Je ne suis pas d’accord avec cette mesure. Que les mutuelles aient moins dépensé pendant la crise sanitaire, c’est un fait. Mais, on peut penser qu’il y aura des rattrapages de soins. Il aurait donc fallu attendre quelques mois avant de décider d’une taxe. La mesure a été imposée, sans dialogue. Le gouvernement aurait pu faire autrement, en concertation avec les acteurs concernés qui ne sont d’ailleurs pas opposés à une participation à un effort financier de solidarité. Il y avait moyen de s’entendre en trouvant des solutions plus fines et plus adaptées. D’autant que cette taxe risque de renchérir le coût des contrats pour les adhérents, ce qui est un comble dans cette période où l’accès aux soins est primordial.

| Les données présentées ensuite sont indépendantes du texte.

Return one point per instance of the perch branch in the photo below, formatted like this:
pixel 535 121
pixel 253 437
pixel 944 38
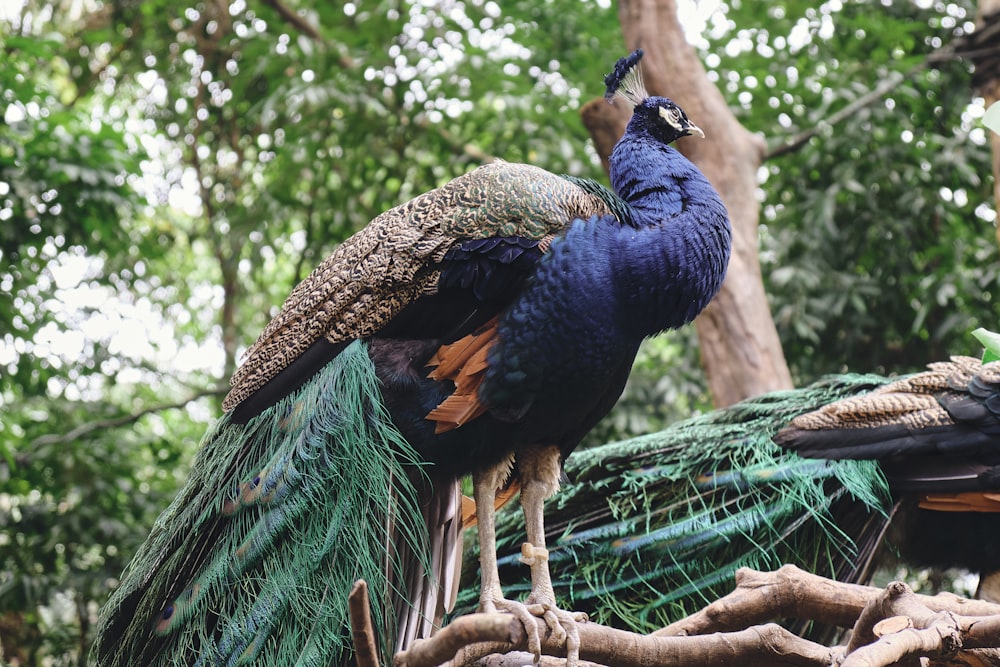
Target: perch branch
pixel 599 644
pixel 791 592
pixel 362 633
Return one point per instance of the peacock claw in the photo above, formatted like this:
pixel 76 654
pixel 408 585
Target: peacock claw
pixel 561 624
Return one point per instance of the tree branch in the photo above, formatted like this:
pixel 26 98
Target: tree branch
pixel 944 53
pixel 365 647
pixel 891 627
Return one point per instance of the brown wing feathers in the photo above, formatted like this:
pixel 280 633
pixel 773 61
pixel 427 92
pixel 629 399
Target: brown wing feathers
pixel 937 434
pixel 371 277
pixel 464 362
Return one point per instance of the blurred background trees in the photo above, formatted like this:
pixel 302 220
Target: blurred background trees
pixel 168 171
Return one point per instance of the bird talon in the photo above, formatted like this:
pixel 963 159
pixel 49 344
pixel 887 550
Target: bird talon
pixel 527 618
pixel 532 555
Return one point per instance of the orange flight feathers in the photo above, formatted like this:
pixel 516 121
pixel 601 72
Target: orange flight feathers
pixel 464 362
pixel 971 501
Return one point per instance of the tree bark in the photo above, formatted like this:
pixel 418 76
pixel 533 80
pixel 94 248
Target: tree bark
pixel 740 349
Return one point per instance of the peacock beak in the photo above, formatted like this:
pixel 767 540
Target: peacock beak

Ce n’est pas correct de récupérer des financements sur des acteurs de santé comme les mutuelles qui fonctionnent sur une base solidaire. On ne peut exclure que c’est le résultat d’une approche technocratique de Bercy qui ne comprend pas le rôle des mutuelles dans le système de soins et qui est aussi dans l’idée de fondre les budgets de la Sécurité sociale et de l’Etat. On l’a vu avec la non compensation des exonérations dans les PLFSS pour 2019 et 2020.

– Il y a une certaine déception sur la 5e branche de la Sécurité sociale pour la dépendance, la loi « Grand âge et autonomie » étant encore une fois repoussée et les financements n’étant pas au rendez-vous dans ce PLFSS. Comment expliquez-vous cet énième recul ?

Il faut comprendre que cette nouvelle branche de la Sécurité sociale a certes été créée par la loi du 7 août 2020 mais que les financements nécessaires pour l’alimenter restent à trouver. Avant la crise sanitaire, le gouvernement comptait sur un remboursement de la dette de la Sécurité sociale en 2024 et donc sur une manne estimée à 15 milliards d’euros tous les ans à partir de 2024 provenant de la Cades. Tout cela a volé en éclats. Reste seulement la décision d’affecter 0,15% de CSG à la 5èmebranche à partir de 2024 soit 2,3 milliards d’euros. Car, avec les déficits abyssaux auxquels nous sommes désormais confrontés, les 15 milliards en question vont servir à rembourser la dette de la Sécurité sociale prolongée jusqu’en 2033. 

Voilà pourquoi le vote de la loi « Grand âge et autonomie » est repoussé à dans un an. A quoi bon une 5èmebranche si elle n’a pas de financements complémentaires. On sait, si l’on suit le rapport Libault, que ces besoins sont de l’ordre de 6 milliards d’euros par an à partir de 2024 et de 9 milliards d’euros par an à partir de 2030. A mon sens, pour financer cette nouvelle branche, il faut faire participer tout le monde : actifs, retraités et surtout les entreprises. C’est un choix politique de ne pas vouloir demander leur part aux entreprises.